Not every single woman in the world is beautiful. This is actually ok. Being plain is not a tragedy. Being rubbish at pub quizzes is a problem. Being an actively nasty person is a problem. Being so monumentally dull that people consider chewing their arms off to create a conversation-ending distraction is a problem. Having quite an average arrangement of facial features is not. Even worse is the simpering mantra that everyone is beautiful in their own way which is a bit like saying everyone can play the piano. Well yes, if you count thumping the keys discordantly and the delivery of a perfect sonata both to be "playing the piano". It's as patronising to tell someone they're beautiful when they're not as it is to suggest that my rendition of Chopsticks is as good as a really well played Gnossienne. Being able to play the piano and being beautiful are of similar importance: a nice addition in a person but their absence isn't exactly something to weep over.
This patronising effort stems from thinking that if a woman is ugly then she is fundamentally flawed as a human being. This waltzes into our consciousness along with the belief that a woman has to be beautiful in order to be worth paying attention to. No one feels sorry for ugly men because they've got being funny or clever or the ability to do a decent impression of Ronnie Corbett to fall back on. No one has ever felt the need to defend David Dimbleby's place on Question Time against his own aging face because that's not why he's there. We don't extend this thinking to female panelists, because they are women and women are sort of always there decoratively. This is what makes us ignore what Mary Beard is saying and instead think "Ooh err, she could do with running a comb through that hair."
My problem with the Dove Campaign for Real Beauty begins with the fact that it's still arguing that beauty is paramount; it's just moved the goalposts slightly wider. I understand that it makes sense for Dove to tell me that my underarms are hideous and my skin is scaly and I'm sweaty because they're selling me the solution. So far so cosmetic company, but that's not the annoying bit. The problem is that Dove pretend to hold your hand through your latent self-esteem issues whilst all the while propagating them. At least Chanel has never promised me anything except a good time laughing at their bizarre adverts and a nice smell in a bottle. They've never pretended to be interested in me as a person and the impact they can have on me as a person is thus far less than that of Dove's hand-holding campaign.
Dove act like they're doing you a massive favour by giving you permission not to look like a model, which is a bit like giving you permission not to be a primary school teacher, chef or scuba-diving instructor and about as much their business. They still want you to be beautiful. That is still the most important thing about you and the definition of beauty that you must adhere to is their's. It's hair-free, smooth and limited. It's not a free-for-all, however much they pretend it is.
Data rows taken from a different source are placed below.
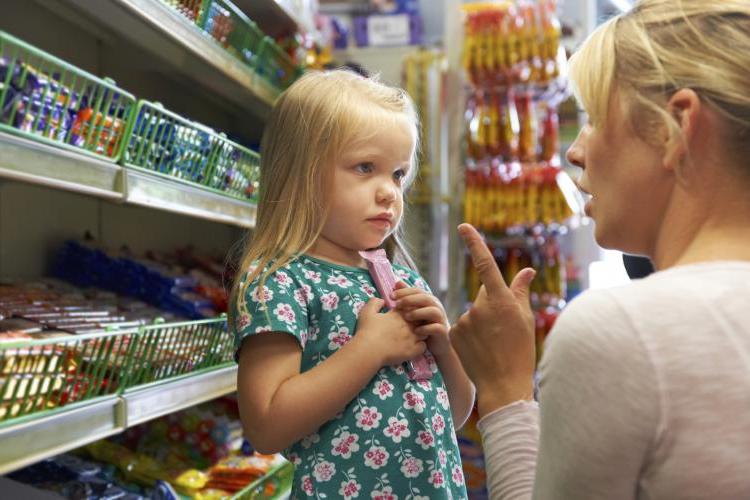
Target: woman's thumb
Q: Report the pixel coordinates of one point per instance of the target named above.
(521, 283)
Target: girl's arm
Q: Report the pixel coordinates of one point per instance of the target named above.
(461, 391)
(279, 405)
(424, 309)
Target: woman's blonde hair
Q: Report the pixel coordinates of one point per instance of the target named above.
(309, 127)
(661, 46)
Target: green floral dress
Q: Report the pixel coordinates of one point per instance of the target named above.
(396, 439)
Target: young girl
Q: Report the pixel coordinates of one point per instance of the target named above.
(321, 368)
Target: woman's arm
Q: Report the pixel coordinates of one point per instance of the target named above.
(460, 389)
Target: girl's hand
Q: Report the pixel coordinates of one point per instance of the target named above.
(387, 336)
(426, 313)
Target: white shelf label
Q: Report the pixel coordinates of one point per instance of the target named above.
(388, 30)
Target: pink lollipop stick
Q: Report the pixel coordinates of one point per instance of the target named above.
(385, 281)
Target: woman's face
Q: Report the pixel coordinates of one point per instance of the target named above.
(627, 181)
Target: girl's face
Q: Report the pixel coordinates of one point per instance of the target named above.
(366, 197)
(625, 176)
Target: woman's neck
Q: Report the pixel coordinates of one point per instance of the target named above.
(693, 232)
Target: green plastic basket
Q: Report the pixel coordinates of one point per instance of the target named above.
(235, 170)
(163, 142)
(191, 9)
(160, 352)
(48, 100)
(274, 485)
(39, 376)
(276, 66)
(229, 26)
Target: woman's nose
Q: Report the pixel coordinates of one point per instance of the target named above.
(576, 153)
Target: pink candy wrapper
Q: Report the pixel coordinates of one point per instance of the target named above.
(385, 281)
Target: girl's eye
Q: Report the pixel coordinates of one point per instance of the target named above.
(364, 168)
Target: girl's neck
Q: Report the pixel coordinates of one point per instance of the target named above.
(330, 252)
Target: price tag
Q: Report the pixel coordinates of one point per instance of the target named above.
(388, 30)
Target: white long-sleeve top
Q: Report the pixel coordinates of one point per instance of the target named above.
(644, 393)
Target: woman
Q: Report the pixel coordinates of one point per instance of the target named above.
(645, 389)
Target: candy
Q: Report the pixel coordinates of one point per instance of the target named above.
(385, 281)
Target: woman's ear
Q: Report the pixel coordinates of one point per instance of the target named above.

It's like getting a big consolatory hug from an auntie about your lady moustache, while she gently reassures you that it's not a problem and then telling you about all the bleaching, waxing and sugaring options open to you so you can look less like Stalin. Dove are the Regina George of the cosmetics industry. Friendly to your face, they're bitching behind your back, undermining you at every step. And that's so not fetch.